Ma torniamo al mondo dell’arte. Osservando le statistiche più recenti, la situazione non sembra così pessima. Tra il 2019 e il 2020, il valore delle opere realizzate da artiste rispetto al totale battuto in asta si è alzato dal 6% al 10% (con un aumento dall’8% all’11% per volumi venduti), raggiungendo la percentuale più alta degli ultimi 10 anni.
A essere rimasto stabile è invece il gap salariale tra uomini (bianchi) e donne appartenenti a una qualsiasi minoranza (nere, ispaniche, indigene), le quali -da 15 anni a questa parte- ricevono tra i 54 e i 62 centesimi per ogni dollaro percepito dai primi.

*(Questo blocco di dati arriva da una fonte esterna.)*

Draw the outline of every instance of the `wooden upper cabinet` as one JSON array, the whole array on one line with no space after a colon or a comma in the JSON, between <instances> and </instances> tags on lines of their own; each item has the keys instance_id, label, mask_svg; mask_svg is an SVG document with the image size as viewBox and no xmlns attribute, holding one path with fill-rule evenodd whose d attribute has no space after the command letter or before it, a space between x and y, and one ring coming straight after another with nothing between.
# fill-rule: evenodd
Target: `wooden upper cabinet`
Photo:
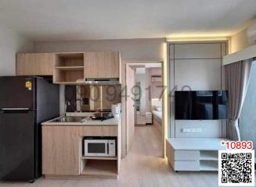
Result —
<instances>
[{"instance_id":1,"label":"wooden upper cabinet","mask_svg":"<svg viewBox=\"0 0 256 187\"><path fill-rule=\"evenodd\" d=\"M85 52L85 78L119 78L120 53Z\"/></svg>"},{"instance_id":2,"label":"wooden upper cabinet","mask_svg":"<svg viewBox=\"0 0 256 187\"><path fill-rule=\"evenodd\" d=\"M52 76L55 55L20 53L16 57L17 76Z\"/></svg>"}]
</instances>

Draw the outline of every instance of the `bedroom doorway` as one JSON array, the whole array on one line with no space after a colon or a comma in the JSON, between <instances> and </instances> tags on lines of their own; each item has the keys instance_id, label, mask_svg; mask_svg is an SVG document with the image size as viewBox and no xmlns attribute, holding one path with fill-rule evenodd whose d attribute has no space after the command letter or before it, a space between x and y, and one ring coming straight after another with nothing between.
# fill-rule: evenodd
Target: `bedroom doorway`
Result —
<instances>
[{"instance_id":1,"label":"bedroom doorway","mask_svg":"<svg viewBox=\"0 0 256 187\"><path fill-rule=\"evenodd\" d=\"M141 132L142 136L153 136L160 142L163 139L162 72L162 62L126 64L127 154L136 132Z\"/></svg>"}]
</instances>

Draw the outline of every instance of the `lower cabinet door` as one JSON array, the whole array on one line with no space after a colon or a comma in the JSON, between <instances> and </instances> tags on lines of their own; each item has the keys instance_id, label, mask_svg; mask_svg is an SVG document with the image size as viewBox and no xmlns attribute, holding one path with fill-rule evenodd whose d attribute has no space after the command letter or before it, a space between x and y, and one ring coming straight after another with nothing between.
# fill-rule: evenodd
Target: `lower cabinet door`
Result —
<instances>
[{"instance_id":1,"label":"lower cabinet door","mask_svg":"<svg viewBox=\"0 0 256 187\"><path fill-rule=\"evenodd\" d=\"M74 126L42 126L42 173L79 175L80 139Z\"/></svg>"}]
</instances>

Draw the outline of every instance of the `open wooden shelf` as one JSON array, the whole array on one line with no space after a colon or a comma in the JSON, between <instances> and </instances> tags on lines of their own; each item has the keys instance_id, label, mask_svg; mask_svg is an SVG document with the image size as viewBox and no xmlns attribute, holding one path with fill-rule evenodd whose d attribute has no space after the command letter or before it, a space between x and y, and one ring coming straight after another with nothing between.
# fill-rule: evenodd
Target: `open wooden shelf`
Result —
<instances>
[{"instance_id":1,"label":"open wooden shelf","mask_svg":"<svg viewBox=\"0 0 256 187\"><path fill-rule=\"evenodd\" d=\"M84 53L61 53L56 55L55 67L84 66Z\"/></svg>"},{"instance_id":2,"label":"open wooden shelf","mask_svg":"<svg viewBox=\"0 0 256 187\"><path fill-rule=\"evenodd\" d=\"M89 159L89 160L112 160L116 161L117 160L117 157L81 157L81 159Z\"/></svg>"},{"instance_id":3,"label":"open wooden shelf","mask_svg":"<svg viewBox=\"0 0 256 187\"><path fill-rule=\"evenodd\" d=\"M84 53L57 53L54 64L53 82L59 84L75 84L84 79Z\"/></svg>"},{"instance_id":4,"label":"open wooden shelf","mask_svg":"<svg viewBox=\"0 0 256 187\"><path fill-rule=\"evenodd\" d=\"M112 177L117 176L117 162L110 160L84 160L81 175Z\"/></svg>"},{"instance_id":5,"label":"open wooden shelf","mask_svg":"<svg viewBox=\"0 0 256 187\"><path fill-rule=\"evenodd\" d=\"M55 69L59 69L62 71L69 71L69 70L72 70L72 71L84 71L84 66L58 66L58 67L55 67Z\"/></svg>"}]
</instances>

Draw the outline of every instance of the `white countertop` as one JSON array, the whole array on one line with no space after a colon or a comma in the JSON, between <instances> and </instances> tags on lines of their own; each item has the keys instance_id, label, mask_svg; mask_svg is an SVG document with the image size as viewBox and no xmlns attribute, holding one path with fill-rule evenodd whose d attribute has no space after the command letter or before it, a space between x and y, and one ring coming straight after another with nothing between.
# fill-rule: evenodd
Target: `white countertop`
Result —
<instances>
[{"instance_id":1,"label":"white countertop","mask_svg":"<svg viewBox=\"0 0 256 187\"><path fill-rule=\"evenodd\" d=\"M42 122L42 125L117 125L120 119L121 115L119 117L115 117L114 118L106 119L104 121L100 120L92 120L88 116L95 114L94 112L67 112L67 116L85 116L85 120L83 120L83 122L55 122L55 120L64 117L64 115L51 119L45 122ZM86 118L87 117L87 118Z\"/></svg>"}]
</instances>

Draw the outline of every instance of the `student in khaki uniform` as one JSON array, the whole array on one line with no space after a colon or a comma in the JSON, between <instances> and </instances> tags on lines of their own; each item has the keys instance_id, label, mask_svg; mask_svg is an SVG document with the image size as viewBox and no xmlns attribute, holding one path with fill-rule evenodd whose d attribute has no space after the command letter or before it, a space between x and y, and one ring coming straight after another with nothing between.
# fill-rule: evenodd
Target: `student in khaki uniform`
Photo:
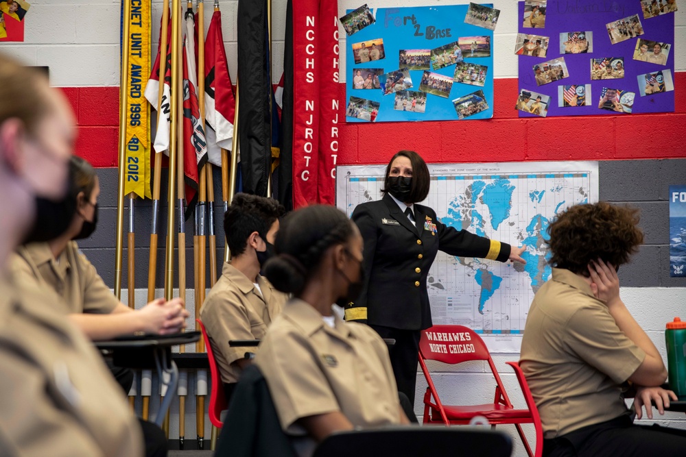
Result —
<instances>
[{"instance_id":1,"label":"student in khaki uniform","mask_svg":"<svg viewBox=\"0 0 686 457\"><path fill-rule=\"evenodd\" d=\"M99 356L49 304L60 299L14 277L22 240L58 235L71 214L74 119L45 77L0 55L0 453L3 456L139 457L135 418ZM60 205L60 203L62 203Z\"/></svg>"},{"instance_id":2,"label":"student in khaki uniform","mask_svg":"<svg viewBox=\"0 0 686 457\"><path fill-rule=\"evenodd\" d=\"M550 224L552 278L534 297L520 362L543 423L543 455L676 456L686 430L632 423L622 392L636 388L652 419L671 391L650 338L619 297L619 267L643 243L638 210L606 202L572 206ZM658 309L658 308L656 308ZM666 318L666 317L665 317Z\"/></svg>"},{"instance_id":3,"label":"student in khaki uniform","mask_svg":"<svg viewBox=\"0 0 686 457\"><path fill-rule=\"evenodd\" d=\"M333 432L408 423L386 343L331 309L355 299L364 282L357 227L333 206L307 206L286 217L276 248L265 274L294 297L272 323L255 363L283 430L307 435L294 439L298 454L309 455Z\"/></svg>"},{"instance_id":4,"label":"student in khaki uniform","mask_svg":"<svg viewBox=\"0 0 686 457\"><path fill-rule=\"evenodd\" d=\"M229 340L261 339L288 297L259 274L273 254L279 218L285 210L274 199L239 193L224 217L230 262L207 294L200 319L219 365L226 399L241 371L251 363L254 348L231 347Z\"/></svg>"}]
</instances>

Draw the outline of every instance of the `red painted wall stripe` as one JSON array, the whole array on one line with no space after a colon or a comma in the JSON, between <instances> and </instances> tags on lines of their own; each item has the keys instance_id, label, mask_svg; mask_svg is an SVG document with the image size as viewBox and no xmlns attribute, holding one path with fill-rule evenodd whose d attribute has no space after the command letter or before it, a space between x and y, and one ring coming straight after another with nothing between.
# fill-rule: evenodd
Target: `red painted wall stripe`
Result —
<instances>
[{"instance_id":1,"label":"red painted wall stripe","mask_svg":"<svg viewBox=\"0 0 686 457\"><path fill-rule=\"evenodd\" d=\"M430 162L607 160L686 158L686 72L674 75L673 113L520 119L515 78L495 79L488 121L340 124L339 164L385 164L399 149ZM345 84L339 84L339 119ZM117 166L118 87L62 90L76 114L76 153L97 167Z\"/></svg>"}]
</instances>

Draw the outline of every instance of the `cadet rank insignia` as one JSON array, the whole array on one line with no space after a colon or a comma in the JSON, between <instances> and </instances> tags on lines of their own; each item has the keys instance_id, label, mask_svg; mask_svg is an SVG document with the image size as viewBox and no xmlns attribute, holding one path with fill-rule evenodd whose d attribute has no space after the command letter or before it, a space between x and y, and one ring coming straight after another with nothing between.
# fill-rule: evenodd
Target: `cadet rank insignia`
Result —
<instances>
[{"instance_id":1,"label":"cadet rank insignia","mask_svg":"<svg viewBox=\"0 0 686 457\"><path fill-rule=\"evenodd\" d=\"M431 232L431 235L436 235L438 229L436 228L436 224L431 221L431 219L427 216L427 220L424 222L424 230Z\"/></svg>"},{"instance_id":2,"label":"cadet rank insignia","mask_svg":"<svg viewBox=\"0 0 686 457\"><path fill-rule=\"evenodd\" d=\"M338 360L333 356L329 354L322 354L322 360L324 360L324 363L327 364L329 367L336 367L338 365Z\"/></svg>"}]
</instances>

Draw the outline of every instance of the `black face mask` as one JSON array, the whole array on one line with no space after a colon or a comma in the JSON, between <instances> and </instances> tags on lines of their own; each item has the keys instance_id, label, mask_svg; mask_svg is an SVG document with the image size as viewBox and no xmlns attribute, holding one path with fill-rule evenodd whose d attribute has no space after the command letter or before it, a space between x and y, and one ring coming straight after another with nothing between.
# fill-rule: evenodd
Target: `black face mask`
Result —
<instances>
[{"instance_id":1,"label":"black face mask","mask_svg":"<svg viewBox=\"0 0 686 457\"><path fill-rule=\"evenodd\" d=\"M347 251L346 251L346 253L349 257L355 260L356 262L359 261L353 257L353 256L351 255ZM339 271L340 271L340 270L339 270ZM336 305L340 306L341 308L345 308L351 303L357 300L359 297L360 294L362 293L362 288L364 287L364 264L362 262L359 262L359 279L355 282L351 281L350 278L348 277L342 271L340 271L340 273L343 275L343 277L346 278L348 281L348 292L345 295L336 300Z\"/></svg>"},{"instance_id":2,"label":"black face mask","mask_svg":"<svg viewBox=\"0 0 686 457\"><path fill-rule=\"evenodd\" d=\"M389 176L388 192L403 203L407 201L412 190L412 178L407 176ZM414 203L414 201L412 203Z\"/></svg>"},{"instance_id":3,"label":"black face mask","mask_svg":"<svg viewBox=\"0 0 686 457\"><path fill-rule=\"evenodd\" d=\"M67 232L76 212L76 198L71 188L73 182L70 172L69 188L61 199L51 200L38 195L34 197L36 219L22 244L50 241Z\"/></svg>"},{"instance_id":4,"label":"black face mask","mask_svg":"<svg viewBox=\"0 0 686 457\"><path fill-rule=\"evenodd\" d=\"M276 255L276 250L274 245L266 240L264 242L264 244L267 245L266 249L264 251L255 251L255 254L257 254L257 261L259 262L260 269L264 267L264 264L266 263L267 260Z\"/></svg>"},{"instance_id":5,"label":"black face mask","mask_svg":"<svg viewBox=\"0 0 686 457\"><path fill-rule=\"evenodd\" d=\"M81 226L81 232L74 236L72 240L83 240L89 237L95 231L97 225L97 203L93 206L93 221L89 221L84 219L84 225Z\"/></svg>"}]
</instances>

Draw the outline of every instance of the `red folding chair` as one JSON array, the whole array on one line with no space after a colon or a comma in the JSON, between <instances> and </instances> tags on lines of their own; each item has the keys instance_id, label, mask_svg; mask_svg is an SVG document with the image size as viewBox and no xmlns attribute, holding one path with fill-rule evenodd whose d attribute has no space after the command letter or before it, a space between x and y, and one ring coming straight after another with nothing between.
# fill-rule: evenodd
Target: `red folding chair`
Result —
<instances>
[{"instance_id":1,"label":"red folding chair","mask_svg":"<svg viewBox=\"0 0 686 457\"><path fill-rule=\"evenodd\" d=\"M207 349L207 359L210 365L210 378L212 380L212 391L210 392L210 407L209 416L210 422L217 428L222 428L224 423L222 422L222 411L228 407L226 404L226 398L224 395L224 383L222 382L222 377L219 373L219 367L217 365L217 360L215 359L214 353L212 351L212 345L210 344L210 338L207 336L207 332L205 326L200 319L196 319L198 326L202 332L202 339L205 341L205 348Z\"/></svg>"},{"instance_id":2,"label":"red folding chair","mask_svg":"<svg viewBox=\"0 0 686 457\"><path fill-rule=\"evenodd\" d=\"M456 365L469 360L486 360L495 378L495 398L493 403L465 406L444 405L438 397L431 374L427 369L425 360L437 360L449 365ZM488 423L493 427L499 424L514 424L530 457L541 457L543 445L543 431L541 425L541 417L521 369L517 363L508 362L508 365L514 369L514 373L519 382L528 409L514 408L505 392L500 376L495 369L495 365L484 341L466 327L434 325L423 330L421 339L419 341L419 365L429 384L426 393L424 394L424 423L443 423L446 425L466 425L473 417L482 416L488 419ZM532 452L531 447L522 431L520 425L522 423L532 423L536 429L535 454Z\"/></svg>"}]
</instances>

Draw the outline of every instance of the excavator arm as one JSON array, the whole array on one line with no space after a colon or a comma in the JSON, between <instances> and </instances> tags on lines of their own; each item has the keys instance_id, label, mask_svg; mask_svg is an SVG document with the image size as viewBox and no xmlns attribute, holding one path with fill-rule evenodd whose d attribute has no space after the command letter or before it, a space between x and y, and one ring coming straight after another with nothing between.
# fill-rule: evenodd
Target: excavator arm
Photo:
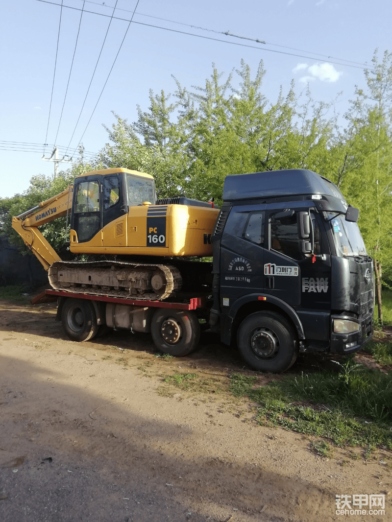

In ogni caso, l’essenziale è saper interpretare i dati alla luce delle situazioni concrete e contingenti. Per esempio, bisognerebbe evitare di paragonare i risultati realizzati da artiste attive in periodi differenti. Cecily Brown e Tracy Emin si trovano a operare in un contesto totalmente diverso rispetto agli anni ’50 di Helen Frankenthaler o Grace Hartigan. Il progressivo assottigliamento del gender gap gioca sicuramente un ruolo cruciale nella fortuna critica delle artiste contemporanee.
Quello dell’arte è indubbiamente un mondo difficile in cui ottenere riconoscimento, e se questo vale soprattutto per le donne bisogna comunque riconoscere che spesso non sia una passeggiata neanche per gli uomini.
Questo mondo dell’arte però è stato plasmato grazie anche al contributo di grandi donne, da Gertrud Sten a Ileana Sonnabend, da Martha Jackson a Peggy Guggenheim.
Ma se le differenze sono ancora tante, è anche vero che mai come ora ci si sta rendendo conto con come questa disparità vada sanata, confinandola a essere soltanto parte di una storia remota. Così come dovrebbe essere già da tempo.